D-Block Europe singles chronology
| "Skims" (2023) | "Eagle" (2024) |  |

Noizy singles chronology
| "Big Budz No Dust" (2023) | "Eagle" (2024) |  |

Music video
- "Eagle" on YouTube

= Eagle (D-Block Europe and Noizy song) =

"Eagle" is a song by British hip-hop collective D-Block Europe featuring Albanian singer Noizy. It was released on 11 January 2024, as the third single from D-Block Europe's third full-length studio album, Rolling Stone.
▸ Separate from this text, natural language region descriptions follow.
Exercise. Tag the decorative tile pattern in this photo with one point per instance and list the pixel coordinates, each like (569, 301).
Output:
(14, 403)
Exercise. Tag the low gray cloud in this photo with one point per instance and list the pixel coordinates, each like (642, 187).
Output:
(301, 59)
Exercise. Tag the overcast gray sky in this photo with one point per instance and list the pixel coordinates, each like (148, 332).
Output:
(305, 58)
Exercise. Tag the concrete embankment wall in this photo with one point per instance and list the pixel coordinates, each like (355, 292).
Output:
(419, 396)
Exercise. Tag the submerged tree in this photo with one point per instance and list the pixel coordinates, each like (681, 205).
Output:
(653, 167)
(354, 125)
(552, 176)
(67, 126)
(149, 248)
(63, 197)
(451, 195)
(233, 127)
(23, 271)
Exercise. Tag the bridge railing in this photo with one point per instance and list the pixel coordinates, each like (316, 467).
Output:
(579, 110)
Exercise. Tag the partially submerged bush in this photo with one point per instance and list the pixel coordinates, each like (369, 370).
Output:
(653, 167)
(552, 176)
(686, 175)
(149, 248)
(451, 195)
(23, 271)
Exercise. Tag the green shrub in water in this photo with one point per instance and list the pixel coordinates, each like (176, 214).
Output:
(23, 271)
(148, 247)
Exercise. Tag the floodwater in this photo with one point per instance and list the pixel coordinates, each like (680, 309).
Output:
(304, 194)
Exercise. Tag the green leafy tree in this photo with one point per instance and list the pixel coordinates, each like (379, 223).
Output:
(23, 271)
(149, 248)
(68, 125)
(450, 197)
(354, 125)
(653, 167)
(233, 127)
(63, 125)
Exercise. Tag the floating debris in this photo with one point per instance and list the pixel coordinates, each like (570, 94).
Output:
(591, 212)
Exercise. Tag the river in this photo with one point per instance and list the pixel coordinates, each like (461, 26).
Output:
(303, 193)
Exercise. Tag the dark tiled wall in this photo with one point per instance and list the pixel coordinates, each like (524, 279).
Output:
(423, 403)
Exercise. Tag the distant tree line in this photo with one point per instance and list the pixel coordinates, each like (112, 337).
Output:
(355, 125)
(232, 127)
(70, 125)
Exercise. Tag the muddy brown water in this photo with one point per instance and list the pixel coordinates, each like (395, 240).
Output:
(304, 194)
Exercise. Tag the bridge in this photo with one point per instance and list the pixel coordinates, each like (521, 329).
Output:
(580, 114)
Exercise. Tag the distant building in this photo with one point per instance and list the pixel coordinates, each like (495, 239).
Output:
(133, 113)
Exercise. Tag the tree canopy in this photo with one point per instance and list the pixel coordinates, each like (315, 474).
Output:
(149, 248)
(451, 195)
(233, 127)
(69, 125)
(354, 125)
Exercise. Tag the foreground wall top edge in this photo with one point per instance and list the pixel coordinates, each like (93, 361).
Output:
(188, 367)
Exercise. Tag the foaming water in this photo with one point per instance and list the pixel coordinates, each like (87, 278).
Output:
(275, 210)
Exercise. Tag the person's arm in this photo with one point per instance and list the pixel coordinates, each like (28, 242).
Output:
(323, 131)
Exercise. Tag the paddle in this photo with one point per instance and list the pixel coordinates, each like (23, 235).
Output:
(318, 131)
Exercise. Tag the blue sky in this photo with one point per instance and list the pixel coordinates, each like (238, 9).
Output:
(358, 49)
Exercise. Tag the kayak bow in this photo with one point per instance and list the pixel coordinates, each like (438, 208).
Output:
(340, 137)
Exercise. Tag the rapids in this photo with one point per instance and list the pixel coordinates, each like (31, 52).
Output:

The song was produced by Da Beatfreakz.

==Background==
The track was first teased by Young Adz through an Instagram snippet he posted on September 11, 2023, prior to the official release.

==Composition==
Writing for Clash, Shanté Collier-McDermott wrote that on "Eagle", Noziy has a "gritty tone adding to the song’s authentic rap feel" and "Young Adz' hook another playful salute".

==Critical reception==
The Guardians Thomas Hobbs noted that the track is a "highlight" on Rolling Stone. He also stated that the song "has a rabble-rousing hook as well as an irresistible rags-to-riches sentiment". Damien Morris for The Observer wrote that alongside "Lady in Hermes" and "I Need It Now", the song "reassert[s]" their predilection for spare, almost soporific numbness, with more gleaming melodies a minute than many rappers manage in a lifetime".

==Music video==
The official William Thomas-directed music video was filmed in multiple locations, most notably in the capital city of Albania, Tirana. While in Tirana, the three artists "made themselves at home while showing off flashy jewellery, [and] high-end vehicles".

==Personnel==
Credits and personnel adapted from Tidal.

Musicians
- Adam "Young Adz" Williams – lead artist, songwriter, composer
- Ricky "Dirtbike LB" Banton – lead artist, songwriter, composer
- Rigels Rajku – lead artist, songwriter, composer

Technical
- Prince Galalie – mastering engineer
- Prince Galalie – mixing engineer
- IBØ – mixing engineer

==Charts==

Chart performance for "Eagle"
| Chart (2023) | Peak position |
|---|---|
| UK Singles (OCC) | 19 |
| UK Hip Hop/R&B (OCC) | 7 |

==Certifications==

Certifications for "Eagle"
| Region | Certification | Certified units/sales |
| United Kingdom (BPI) | Silver | 200,000^{‡} |
^{‡} Sales+streaming figures based on certification alone.